All’epoca aveva 26 anni, un passato da seminarista, ma poi finito sulla strada del crimine, evaso dal carcere, una fedina penale ricca di reati e condanne, ritenuto responsabile di una serie di rapine che in quell’estate avevano punteggiato il territorio versiliese.

Scontata la pena per il triplice omicidio volontario, chi è oggi Massimo Battini?

"Del ‘vecchio’ Massimo Battini – risponde – non c’è rimasto niente se non nel fisico che muta nel tempo. Anch’io che ho vissuto questa storia drammatica e per certi versi incredibile, riesco a riconoscermi in quel Massimo. Sono in pensione e faccio il volontario in una struttura di disagio sociale a Roma. Parlo poco del mio passato ma quei pochi con cui mi sono confidato sono rimasti stupiti, meravigliati... da non credere".

Quel 22 ottobre 1975 sotto i colpi di mitra e pistola di Massimo Battini (sparò anche Giuseppe Federigi, 20 anni) rimasero senza vita il brigadiere Gianni Mussi, gli appuntati Domenico Lombardi e Armando Femiano, tutti sposati e con figli; venne ferito gravemente il maresciallo Giovambattista Crisci (scomparso due anni fa). Battini venne arrestato e il giorno dopo si proclamò prigioniero politico, appartenente all’organizzazione “Lotta armata per il comunismo”. Anni dopo, arrivò la dissociazione e lo sconto di pena, per gli effetti della legge Gozzini, deterrente contro il terrorismo degli anni di piombo: morale, dall’ergastolo con fine pena mai, a 30 anni di reclusione. "Agli scettici che hanno sempre dubitato della mia dissociazione – dice Battini – rispondo che la magistratura e gli esperti di terrorismo hanno riconosciuto questo status".

Il 2 marzo 2003, Massimo Battini ha vissuto l’ultimo giorno di detenzione.

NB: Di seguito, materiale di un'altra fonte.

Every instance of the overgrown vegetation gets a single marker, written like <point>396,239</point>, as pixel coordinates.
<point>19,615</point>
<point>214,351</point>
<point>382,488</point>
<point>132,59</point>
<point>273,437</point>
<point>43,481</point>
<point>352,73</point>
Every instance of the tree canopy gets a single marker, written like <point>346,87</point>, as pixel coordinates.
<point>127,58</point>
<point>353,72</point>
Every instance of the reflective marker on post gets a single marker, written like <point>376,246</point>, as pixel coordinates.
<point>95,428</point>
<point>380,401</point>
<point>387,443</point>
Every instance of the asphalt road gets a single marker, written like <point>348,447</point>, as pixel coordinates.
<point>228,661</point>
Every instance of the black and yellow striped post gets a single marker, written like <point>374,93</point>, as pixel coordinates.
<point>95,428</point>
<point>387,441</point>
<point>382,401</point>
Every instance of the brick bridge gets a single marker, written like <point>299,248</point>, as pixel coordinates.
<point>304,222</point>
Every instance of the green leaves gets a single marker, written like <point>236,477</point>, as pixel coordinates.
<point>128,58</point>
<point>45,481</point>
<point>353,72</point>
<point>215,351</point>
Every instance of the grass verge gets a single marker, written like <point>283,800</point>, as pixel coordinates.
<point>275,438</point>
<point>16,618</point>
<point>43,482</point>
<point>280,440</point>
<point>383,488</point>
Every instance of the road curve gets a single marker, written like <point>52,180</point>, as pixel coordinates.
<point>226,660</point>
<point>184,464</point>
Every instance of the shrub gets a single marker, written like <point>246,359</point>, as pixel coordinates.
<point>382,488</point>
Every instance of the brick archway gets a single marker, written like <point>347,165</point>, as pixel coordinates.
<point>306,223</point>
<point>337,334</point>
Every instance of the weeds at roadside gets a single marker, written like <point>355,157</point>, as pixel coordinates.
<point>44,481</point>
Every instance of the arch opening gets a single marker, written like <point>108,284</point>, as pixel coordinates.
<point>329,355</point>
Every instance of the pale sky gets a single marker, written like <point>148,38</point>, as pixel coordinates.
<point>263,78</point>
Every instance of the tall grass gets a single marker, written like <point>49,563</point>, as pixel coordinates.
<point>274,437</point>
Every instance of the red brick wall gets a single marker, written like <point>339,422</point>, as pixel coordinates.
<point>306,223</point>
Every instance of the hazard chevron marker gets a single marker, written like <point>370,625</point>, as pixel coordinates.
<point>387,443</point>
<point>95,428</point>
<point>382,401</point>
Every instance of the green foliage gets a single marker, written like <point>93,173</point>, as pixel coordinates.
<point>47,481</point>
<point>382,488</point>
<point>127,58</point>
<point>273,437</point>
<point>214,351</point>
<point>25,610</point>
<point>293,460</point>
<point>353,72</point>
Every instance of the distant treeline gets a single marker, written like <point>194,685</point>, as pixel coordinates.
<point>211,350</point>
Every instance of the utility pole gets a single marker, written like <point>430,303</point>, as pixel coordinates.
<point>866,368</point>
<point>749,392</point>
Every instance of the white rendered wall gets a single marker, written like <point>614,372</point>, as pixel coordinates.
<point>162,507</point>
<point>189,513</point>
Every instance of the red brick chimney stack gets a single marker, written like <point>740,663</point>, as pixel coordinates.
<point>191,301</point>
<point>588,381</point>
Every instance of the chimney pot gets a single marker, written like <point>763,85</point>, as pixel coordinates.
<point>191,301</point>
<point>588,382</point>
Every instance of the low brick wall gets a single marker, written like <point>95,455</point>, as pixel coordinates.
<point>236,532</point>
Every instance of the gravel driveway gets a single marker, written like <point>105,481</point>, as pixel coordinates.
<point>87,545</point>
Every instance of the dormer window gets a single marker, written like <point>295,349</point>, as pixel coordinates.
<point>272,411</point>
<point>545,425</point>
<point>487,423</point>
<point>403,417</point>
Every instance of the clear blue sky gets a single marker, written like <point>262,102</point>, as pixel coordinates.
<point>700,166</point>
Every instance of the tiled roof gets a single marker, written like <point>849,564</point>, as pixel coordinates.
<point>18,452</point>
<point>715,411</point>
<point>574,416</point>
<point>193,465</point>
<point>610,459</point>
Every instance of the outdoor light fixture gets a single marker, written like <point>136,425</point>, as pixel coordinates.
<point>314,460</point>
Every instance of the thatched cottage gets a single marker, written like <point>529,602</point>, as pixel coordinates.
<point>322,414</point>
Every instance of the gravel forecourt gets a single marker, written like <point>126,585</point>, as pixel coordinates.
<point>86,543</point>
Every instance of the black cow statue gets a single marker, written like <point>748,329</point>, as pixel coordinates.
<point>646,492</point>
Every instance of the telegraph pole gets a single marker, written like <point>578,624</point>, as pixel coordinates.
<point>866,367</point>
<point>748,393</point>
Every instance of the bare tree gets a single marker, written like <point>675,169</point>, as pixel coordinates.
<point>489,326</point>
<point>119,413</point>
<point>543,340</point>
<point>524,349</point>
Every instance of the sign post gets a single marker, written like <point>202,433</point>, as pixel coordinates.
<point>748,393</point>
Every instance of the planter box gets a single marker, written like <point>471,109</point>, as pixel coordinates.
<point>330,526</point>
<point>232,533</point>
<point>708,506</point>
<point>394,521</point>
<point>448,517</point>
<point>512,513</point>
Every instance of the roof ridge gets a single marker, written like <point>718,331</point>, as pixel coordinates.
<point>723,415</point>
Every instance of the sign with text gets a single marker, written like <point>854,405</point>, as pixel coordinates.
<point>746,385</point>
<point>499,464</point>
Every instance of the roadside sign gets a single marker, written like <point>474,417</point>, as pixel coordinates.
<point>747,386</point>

"Una volta fuori dal carcere – racconta – mi hanno aiutato la chiesa e la Caritas di Roma. Ho lavorato nelle prime strutture per i malati di Aids, nelle case famiglia per ragazze madre e minori. Queste esperienze mi hanno fatto ancora crescere".

Cinque giorni fa, il giorno dell’anniversario della strage di Querceta, Massimo Battini ha scritto una lettera aperta pubblicata dal nostro giornale, ai familiari delle vittime: "Da tempo mi sono speso nel bene, nella solidarietà, nella pace. È con questi ritrovati valori che mi avvicino a chi fu vittima, senza chiedere niente, in silenzio. Non ho chiesto il perdono e non mi aspetto questo da chi fu duramente colpito negli affetti. Solo Dio misericordioso, che conosce il mio cuore, potrà farlo". Ma il silenzio è rimasto tale, come quando nel 1986 scrisse a Crisci chiedendo un incontro. Che non c’è mai stato.